Nonostante la totale incertezza sul suo futuro, il Franchi è comunque uno degli stadi candidati a poter ospitare le partite di Euro2032: la decisione ufficiale sui 5 impianti italiani selezionati arriverà ad ottobre 2026. L’Uefa riceverà giovedì a Nyon una delegazione congiunta Comune-Fiorentina.

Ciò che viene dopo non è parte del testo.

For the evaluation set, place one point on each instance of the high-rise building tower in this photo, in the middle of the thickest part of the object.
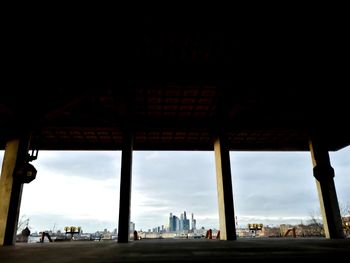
(193, 223)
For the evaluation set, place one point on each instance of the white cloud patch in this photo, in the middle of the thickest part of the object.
(82, 188)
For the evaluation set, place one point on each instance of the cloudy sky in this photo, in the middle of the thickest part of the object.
(82, 188)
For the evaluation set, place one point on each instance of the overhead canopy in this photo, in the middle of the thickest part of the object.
(267, 86)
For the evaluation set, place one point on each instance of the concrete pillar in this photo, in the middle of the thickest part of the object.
(11, 190)
(324, 173)
(125, 189)
(224, 187)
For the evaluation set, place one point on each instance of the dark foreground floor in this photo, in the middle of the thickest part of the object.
(250, 250)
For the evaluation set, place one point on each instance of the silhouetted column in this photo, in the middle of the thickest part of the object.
(224, 187)
(324, 173)
(11, 190)
(125, 189)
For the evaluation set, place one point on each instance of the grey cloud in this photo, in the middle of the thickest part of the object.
(96, 165)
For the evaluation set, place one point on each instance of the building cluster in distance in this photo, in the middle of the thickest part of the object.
(181, 224)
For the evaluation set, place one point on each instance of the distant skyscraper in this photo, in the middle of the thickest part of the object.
(193, 223)
(132, 227)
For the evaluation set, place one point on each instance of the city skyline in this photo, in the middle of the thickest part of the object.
(82, 188)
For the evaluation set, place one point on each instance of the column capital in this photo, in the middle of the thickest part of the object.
(323, 172)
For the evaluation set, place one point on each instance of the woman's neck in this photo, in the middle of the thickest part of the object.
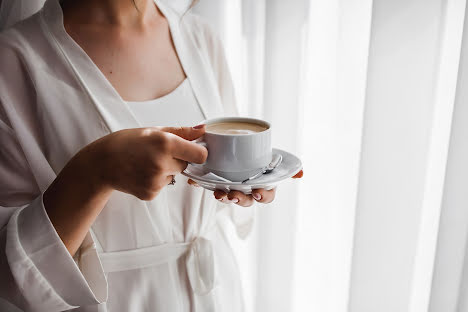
(111, 12)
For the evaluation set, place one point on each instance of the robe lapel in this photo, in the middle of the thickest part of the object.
(110, 106)
(195, 64)
(112, 109)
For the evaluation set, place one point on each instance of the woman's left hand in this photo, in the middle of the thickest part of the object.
(241, 199)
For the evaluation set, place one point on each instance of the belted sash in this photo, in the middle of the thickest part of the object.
(199, 262)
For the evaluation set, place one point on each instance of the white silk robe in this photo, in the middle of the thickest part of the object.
(138, 256)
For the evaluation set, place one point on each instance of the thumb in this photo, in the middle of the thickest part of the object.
(188, 133)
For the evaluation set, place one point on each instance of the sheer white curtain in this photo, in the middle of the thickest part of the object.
(371, 95)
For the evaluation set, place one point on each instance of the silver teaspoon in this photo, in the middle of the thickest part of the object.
(275, 161)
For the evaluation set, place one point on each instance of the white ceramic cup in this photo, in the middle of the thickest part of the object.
(237, 157)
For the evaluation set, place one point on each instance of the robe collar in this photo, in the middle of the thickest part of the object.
(113, 110)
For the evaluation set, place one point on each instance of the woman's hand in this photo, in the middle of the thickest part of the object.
(135, 161)
(143, 161)
(241, 199)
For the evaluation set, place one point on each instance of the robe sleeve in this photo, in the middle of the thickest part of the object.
(37, 273)
(241, 217)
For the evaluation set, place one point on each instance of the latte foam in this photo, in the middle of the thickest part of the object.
(235, 128)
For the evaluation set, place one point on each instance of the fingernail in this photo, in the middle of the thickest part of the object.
(256, 196)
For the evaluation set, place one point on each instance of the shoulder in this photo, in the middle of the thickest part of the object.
(19, 38)
(202, 32)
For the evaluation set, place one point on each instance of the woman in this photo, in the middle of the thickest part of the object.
(87, 218)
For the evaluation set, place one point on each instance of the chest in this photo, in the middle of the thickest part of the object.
(141, 64)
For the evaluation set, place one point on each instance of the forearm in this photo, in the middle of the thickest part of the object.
(75, 199)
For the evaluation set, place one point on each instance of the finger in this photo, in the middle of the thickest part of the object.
(240, 199)
(298, 175)
(264, 196)
(168, 180)
(175, 166)
(188, 133)
(193, 183)
(221, 196)
(188, 151)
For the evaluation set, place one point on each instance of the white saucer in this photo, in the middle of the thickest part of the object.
(290, 166)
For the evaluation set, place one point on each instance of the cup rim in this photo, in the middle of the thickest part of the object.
(237, 119)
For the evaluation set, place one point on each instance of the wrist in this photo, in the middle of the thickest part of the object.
(90, 169)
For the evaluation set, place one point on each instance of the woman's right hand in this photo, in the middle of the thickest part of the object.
(143, 161)
(135, 161)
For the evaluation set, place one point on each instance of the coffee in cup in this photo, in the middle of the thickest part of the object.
(235, 127)
(238, 147)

Idee, rendering favolistici, burocrazia, fughe in avanti e marce indietro: elementi che su questa vicenda si sono protratti per oltre vent’anni e che visto l’andazzo sfonderanno la barriera del doppio decennio. Lasciando spazio anche a nuovi plot twist degni di una serie Netflix, un misto tra il dramma e la farsa probabilmente. Passa il tempo, le polemiche salgono di tono (svetta su tutti Renzi contro il suo successore ed ex compagno di partito: «Avevamo messo in guardia sull'errore tragico di fare lo stadio coi soldi del contribuente e del PNRR. Nardella ha voluto fare il fenomeno e la conclusione è sotto il naso di tutti: la Fiorentina in mezzo al guado, la Fiesole è in ritardo, il Comune è in difficoltà») e i tifosi, ancora costretti in uno stadio quasi centenario, nelle giornate di pioggia hanno sempre pronto il coro «Sotto l’acqua forza viola alé».